I disperati dello Zimbabwe
FUGGITI DA UN PAESE ALLO SBANDO, TROVANO RIFUGIO A JOHANNESBURG GRAZIE ALLA CHIESA METODISTA
“Di notte devi stare attento a non calpestare le persone che dormono su questi gradini” avverte Alpha. Alle sei di sera qui dentro è già un formicaio. Tra un paio d’ore sarà impossibile districarsi tra i corpi coricati. L’indirizzo della “Central Methodist Church”, nel cuore di Johannesburg, lo conoscono tutti. Questa chiesa protestante è l’ostello informale e gratuito più grande dell’Africa. “Ospitiamo quasi 3mila persone ogni sera” ci spiega il vescovo Paul Verryn, un utopista molto concreto che sta realizzando un progetto senza eguali in Sudafrica. “Accogliamo chi ha bisogno, persone che portano una straordinaria ricchezza”. Nove su dieci sono immigrati irregolari dallo Zimbabwe, dice il coordinatore Alpha Zhou. Anche lui viene da lì. Ex-insegnante, fuggì nel 2006 dalla repressione del regime di Mugabe. Ora è anche il direttore della scuola organizzata all’interno, con 500 allievi. La massa enorme di “ospiti” occupa ogni centimetro quadrato di questo edificio a cinque piani. Compreso il loggione semi-circolare della cappella, all’interno del quale un odore acre punge le narici. Lì a quest’ora ci sono un centinaio di persone. Le donne e i neonati alloggiano in una specie di sotterraneo: ogni mamma ha diritto a un paio di metri quadrati. Al quinto piano c’è un asilo. Al quarto l’infermeria. Il resto è un gigantesco dormitorio. Per letto s’intende il pavimento. Ma non s’arriva qui solo dallo Zimbabwe. Davanti all’ufficio del vescovo (che incontra personalmente tutti gli immigrati che chiedono aiuto) incontriamo Jimmy Ouangolo, 19 anni. È arrivato dall’Uganda, a piedi. Ci ha impiegato sei mesi, insieme alla mamma e a un fratello, che ora guarda smarrito dalla finestra i grattacieli di Johannesburg. Jimmy racconta di essere stato rapito dai ribelli del Lord resistence army, nel Nord Uganda. Però è riuscito a scappare da un loro campo di addestramento. Poi la rocambolesca fuga per mezzo continente: Kenya, Tanzania, Mozambico. E l’ingresso in Sudafrica aggrappato al semi-asse di un tir.

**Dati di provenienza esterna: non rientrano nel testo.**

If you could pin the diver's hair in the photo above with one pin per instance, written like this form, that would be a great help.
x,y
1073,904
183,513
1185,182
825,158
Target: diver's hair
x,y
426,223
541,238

Eppure c’è anche chi compie il tragitto in direzione opposta. “Sono andata a fare shopping a Johannesburg” racconta Faye, 27 anni. Siede sul sedile accanto al nostro, sull’autobus che dalla metropoli sudafricana porta ad Harare, capitale dello Zimbabwe. “Ho comprato scarpe e vestiti per me e le mie amiche” sostiene la ragazza. Una sorta di contrabbando “formato famiglia”: un paio di valigie di merce comprata in Sudafrica e rivenduta a casa. Abbigliamento, ma anche materiale informatico e ricambi elettrici. Arriviamo al confine, a ridosso del fiume Limpopo.
Il serpentone di autobus incolonnati attende i controlli. Chi può, prova a eludere i doganieri per non pagare le salatissime tasse d’importazione. Il pullman giallo della compagnia Pioneer, partito 11 ore prima da Johannesburg, è l’ultimo in fondo alla colonna. Il Sudafrica, ormai di là, assomiglia a un grande centro commerciale. Lo Zimbabwe, già di qui, prova a risalire dall’abisso di un’inflazione a nove zeri. Abolita la moneta locale, vi circolano ora solo dollari statunitensi e valuta sudafricana. Non sui taxi collettivi della capitale Harare, però, che si pagano ancora in moneta locale. Il resto dopo una corsa, equivalente a mezzo dollaro, è di 3 milioni di miliardi. In banconote rosse da 50 miliardi l’una.